Il comparto industriale, secondo lo studio, è rimasto nel complesso debole, risentendo dello scarso sostegno fornito dalla domanda interna ed estera e il fatturato cala del 1%. I comparti del "made in Italy" come alimentare, tessile e abbigliamento e mobile hanno ristagnato; il settore meccanico ha mostrato una dinamica positiva, mentre è proseguito il calo del comparto siderurgico e di quello della gomma e plastica. In ulteriore contrazione gli investimenti anche se, per il 2014, le imprese pugliesi si attendono un miglioramento del quadro congiunturale. Nel 2013 le esportazioni sono state inferiori a quelle del 2012 sebbene, già a partire dal primo trimestre 2014, l’export regionale sia tornato a una dinamica positiva. Il comparto dell’edilizia è in forte crisi e le compravendite di abitazioni si sono ridotte ulteriormente nel 2013, seppure in misura inferiore all’anno precedente e inferiore al dato italiano, provocando un’ulteriore flessione dei prezzi immobiliari.

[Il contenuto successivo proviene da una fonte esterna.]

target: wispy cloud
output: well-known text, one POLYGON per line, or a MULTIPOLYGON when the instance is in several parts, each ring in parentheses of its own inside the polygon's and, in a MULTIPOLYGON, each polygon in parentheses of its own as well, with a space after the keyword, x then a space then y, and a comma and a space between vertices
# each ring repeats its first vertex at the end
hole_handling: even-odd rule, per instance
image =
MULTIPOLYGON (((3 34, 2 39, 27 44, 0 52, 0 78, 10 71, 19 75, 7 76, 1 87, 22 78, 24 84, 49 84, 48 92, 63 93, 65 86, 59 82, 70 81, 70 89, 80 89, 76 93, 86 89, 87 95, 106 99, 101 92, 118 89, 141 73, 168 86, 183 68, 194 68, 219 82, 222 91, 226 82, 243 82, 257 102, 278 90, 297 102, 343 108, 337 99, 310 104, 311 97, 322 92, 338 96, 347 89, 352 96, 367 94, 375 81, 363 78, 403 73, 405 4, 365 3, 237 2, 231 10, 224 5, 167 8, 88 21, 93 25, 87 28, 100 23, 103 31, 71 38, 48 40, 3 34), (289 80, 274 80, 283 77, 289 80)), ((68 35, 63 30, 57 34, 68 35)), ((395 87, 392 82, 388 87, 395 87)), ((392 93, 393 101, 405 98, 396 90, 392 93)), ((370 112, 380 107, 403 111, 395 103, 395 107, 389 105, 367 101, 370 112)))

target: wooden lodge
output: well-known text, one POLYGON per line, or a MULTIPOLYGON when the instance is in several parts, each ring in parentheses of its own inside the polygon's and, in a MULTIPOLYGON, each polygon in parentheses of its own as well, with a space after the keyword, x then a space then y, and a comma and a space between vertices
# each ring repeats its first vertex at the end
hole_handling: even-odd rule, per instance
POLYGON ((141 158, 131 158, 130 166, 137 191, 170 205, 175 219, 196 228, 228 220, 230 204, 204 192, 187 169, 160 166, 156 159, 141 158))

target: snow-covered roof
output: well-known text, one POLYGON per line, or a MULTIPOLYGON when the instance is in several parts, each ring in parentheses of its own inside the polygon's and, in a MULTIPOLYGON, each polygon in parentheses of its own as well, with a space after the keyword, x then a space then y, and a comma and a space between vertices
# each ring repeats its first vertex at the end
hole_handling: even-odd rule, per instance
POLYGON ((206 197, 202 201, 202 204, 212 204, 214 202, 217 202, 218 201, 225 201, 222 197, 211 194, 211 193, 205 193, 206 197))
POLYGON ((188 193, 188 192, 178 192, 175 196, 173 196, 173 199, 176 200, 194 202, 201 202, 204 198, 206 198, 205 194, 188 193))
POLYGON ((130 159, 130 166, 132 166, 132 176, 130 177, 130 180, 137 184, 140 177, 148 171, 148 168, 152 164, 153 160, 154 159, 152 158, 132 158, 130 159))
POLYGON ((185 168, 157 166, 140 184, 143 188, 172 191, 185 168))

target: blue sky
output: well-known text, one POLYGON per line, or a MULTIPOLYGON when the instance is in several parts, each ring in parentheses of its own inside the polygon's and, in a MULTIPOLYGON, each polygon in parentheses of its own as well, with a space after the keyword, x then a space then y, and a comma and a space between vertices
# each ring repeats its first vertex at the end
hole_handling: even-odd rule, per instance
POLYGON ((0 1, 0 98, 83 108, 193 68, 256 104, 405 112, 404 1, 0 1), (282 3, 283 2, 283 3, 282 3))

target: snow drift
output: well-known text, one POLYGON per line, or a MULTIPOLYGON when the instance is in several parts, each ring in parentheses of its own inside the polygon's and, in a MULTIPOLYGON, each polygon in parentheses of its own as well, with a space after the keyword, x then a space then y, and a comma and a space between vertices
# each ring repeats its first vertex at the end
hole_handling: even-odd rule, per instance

L'analisi sottolinea anche come il comparto del turismo e delle esportazioni saranno nei prossimi anni sempre più strategici per lo sviluppo della regione. Da non trascurare anche il futuro dei distretti pugliesi, in particolare quello dell’aerospazio che si compone di 80 aziende che impiegano più di 5.500 addetti e registra un fatturato di circa 1 mld di euro (+36,9% a/a rispetto al 2011) e nel primo trimestre del 2014 le imprese hanno totalizzato un fatturato export di 84 mln di euro, con un trend in ascesa sia per la Puglia che per l’Italia. Nel settore turistico, nel corso del primo semestre del 2014, sono cresciute le presenze degli stranieri (+7%) mentre la dinamica dei turisti italiani è rimasta negativa (-0,8%).